Ékpé-Épé
Retour sur l’historique et les différentes étapes de cette fête des Guin.
Avant de rentrer dans la profondeur de cette histoire, il serait bien de faire une nuance entre Ékpé-Épé et Yêkê Yêkê.
En effet, c’est la fête elle-même qu’on nomme Ékpé-Épé. C’est-à-dire les rituels entrant dans le cadre de la célébration de la prise de la pierre sacrée qu’on appelle Ékpé-Épé. En traduction littérale, on dira « une Pierre une année ». Yêkê Yêkê quant à lui est juste une partie de cette manifestation. Donc il est inclus dans la fête Ékpé-Épé. L’historique de cette fête remonte à une cérémonie d’hommage que les ancêtres Guin ou Gês originaires du Ghana ont instituée en l’honneur de leur Roi en exode au Bénin. Cette fête marque encore la fin de l’année lunaire en milieu Guin. Rappelons que l’immigration dont il est question c’était au 17 ème siècle, notamment en septembre 1662 comme le prouvent certains documents. Soulignons encore que cette immigration a été conduite par les Princes Tugban précisément les Foli bébé, Foli-Hemazro, Ama Kpassam et Ashiongbon. La fête sans doute l’une des plus vieilles en Afrique occidentale est célébrée chaque année en pays Guin en septembre.
Glidji est le lieu retenu pour la fête. Elle commence en début du 13 ème mois selon le calendrier Guin. Timidement célébré, Ékpé-Épé va connaître une grande célébration en 1680. Ferveur que connaîtra cette fête jusqu’à nos jours. Et ceci à cause du retour de certains objets royaux notamment les Vodoun et la Pierre sacrée.
Concernant les manifestations actives de Ékpé-Épé, elles commencent en réalité en juillet. Les prêtres Wulomo font des rencontres en catimini en juillet pour une cérémonie. Ladite cérémonie a pour nom « Nma dumo ». Ce qui signifie en français la « Semeuse du maïs ». La cérémonie se déroule dès qu’on voit la nouvelle lune apparaître pour la première fois en juillet. A la suite de cette cérémonie s’observe une série d’abstinence de certaines pratiques des collectivités qui s’impliquent dans l’organisation de la fête.

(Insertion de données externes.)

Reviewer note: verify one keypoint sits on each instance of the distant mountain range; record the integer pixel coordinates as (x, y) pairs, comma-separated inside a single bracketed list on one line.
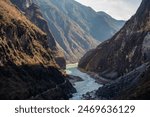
[(124, 60), (77, 28)]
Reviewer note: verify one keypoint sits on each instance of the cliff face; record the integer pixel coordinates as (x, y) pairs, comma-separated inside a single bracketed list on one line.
[(33, 12), (77, 28), (27, 67), (124, 57), (126, 50)]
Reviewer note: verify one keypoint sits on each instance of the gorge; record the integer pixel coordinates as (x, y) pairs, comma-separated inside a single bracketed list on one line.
[(41, 42)]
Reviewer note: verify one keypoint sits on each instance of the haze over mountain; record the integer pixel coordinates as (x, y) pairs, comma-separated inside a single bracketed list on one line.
[(124, 59), (77, 28)]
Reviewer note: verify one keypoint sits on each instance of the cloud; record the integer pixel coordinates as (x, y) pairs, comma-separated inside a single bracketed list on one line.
[(119, 9)]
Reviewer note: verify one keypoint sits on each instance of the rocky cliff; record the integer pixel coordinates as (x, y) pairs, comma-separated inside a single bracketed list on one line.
[(33, 12), (77, 28), (119, 57), (27, 67)]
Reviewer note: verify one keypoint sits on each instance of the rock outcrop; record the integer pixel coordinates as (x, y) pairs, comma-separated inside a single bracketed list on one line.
[(34, 14), (119, 57), (77, 28), (28, 69)]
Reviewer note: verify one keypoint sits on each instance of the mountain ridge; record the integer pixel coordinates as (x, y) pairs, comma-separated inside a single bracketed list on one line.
[(72, 26)]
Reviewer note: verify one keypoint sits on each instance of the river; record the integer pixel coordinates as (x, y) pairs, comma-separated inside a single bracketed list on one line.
[(87, 85)]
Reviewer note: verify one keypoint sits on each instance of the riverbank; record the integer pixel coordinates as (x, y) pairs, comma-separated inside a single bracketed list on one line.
[(87, 84)]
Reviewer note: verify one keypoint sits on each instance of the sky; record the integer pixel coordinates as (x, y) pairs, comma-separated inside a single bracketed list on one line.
[(119, 9)]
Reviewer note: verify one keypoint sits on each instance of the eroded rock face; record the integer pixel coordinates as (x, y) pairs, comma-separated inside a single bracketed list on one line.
[(124, 51), (126, 55), (33, 12), (77, 28), (27, 67)]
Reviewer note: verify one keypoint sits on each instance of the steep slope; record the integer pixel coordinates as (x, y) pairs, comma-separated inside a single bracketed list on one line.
[(27, 67), (76, 28), (33, 12), (124, 57)]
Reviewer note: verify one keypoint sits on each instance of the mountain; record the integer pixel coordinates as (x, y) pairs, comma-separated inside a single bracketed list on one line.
[(77, 28), (124, 59), (28, 69), (33, 12)]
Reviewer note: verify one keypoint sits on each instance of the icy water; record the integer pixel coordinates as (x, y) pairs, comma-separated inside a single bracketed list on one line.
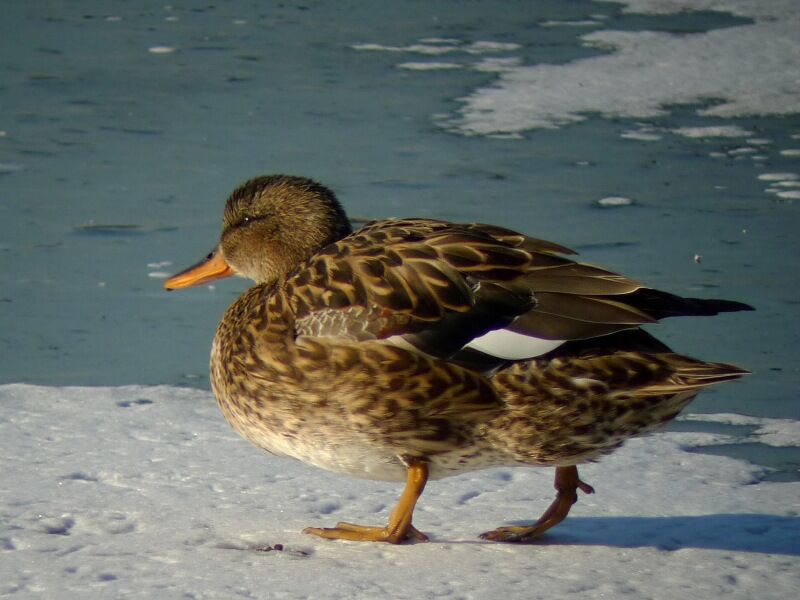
[(664, 146)]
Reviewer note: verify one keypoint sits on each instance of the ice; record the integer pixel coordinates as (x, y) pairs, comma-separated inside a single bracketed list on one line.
[(778, 176), (434, 46), (145, 492), (751, 69), (161, 49), (431, 66), (642, 135), (713, 131), (615, 201)]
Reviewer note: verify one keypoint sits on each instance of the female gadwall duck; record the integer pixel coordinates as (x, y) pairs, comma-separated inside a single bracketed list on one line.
[(416, 349)]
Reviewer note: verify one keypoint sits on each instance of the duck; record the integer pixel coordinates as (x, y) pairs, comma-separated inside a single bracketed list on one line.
[(414, 349)]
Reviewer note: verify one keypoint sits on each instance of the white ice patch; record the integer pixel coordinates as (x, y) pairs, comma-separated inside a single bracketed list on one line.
[(778, 177), (773, 432), (435, 48), (726, 131), (641, 135), (430, 66), (614, 201), (503, 343), (751, 69)]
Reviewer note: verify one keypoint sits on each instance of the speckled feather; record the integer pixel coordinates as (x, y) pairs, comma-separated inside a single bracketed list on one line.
[(353, 358)]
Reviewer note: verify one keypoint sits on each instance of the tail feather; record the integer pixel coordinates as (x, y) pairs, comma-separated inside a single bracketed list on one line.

Mais après trois semaines, le roi de Glidji annonce officiellement l’abstinence au sein de toute la communauté Guin. Alors, les funérailles, les tam-tams, coups de canon, ne doivent plus retentir quelle que soit la cérémonie. Il faut préciser que pendant ce temps, les familles éplorées, ne doivent ni pleurer ni être tristes. Les condoléances en ces moments sont exprimées par les termes » dô dé mou léo » (il n’y a aucun travail). Vers la fin du 13 ème mois, on organise le Motata ou Kpéssôssô. Ce qui signifie la réparation des routes ou la prise de la Pierre. Dans tout ça, il faut noter la consultation des oracles.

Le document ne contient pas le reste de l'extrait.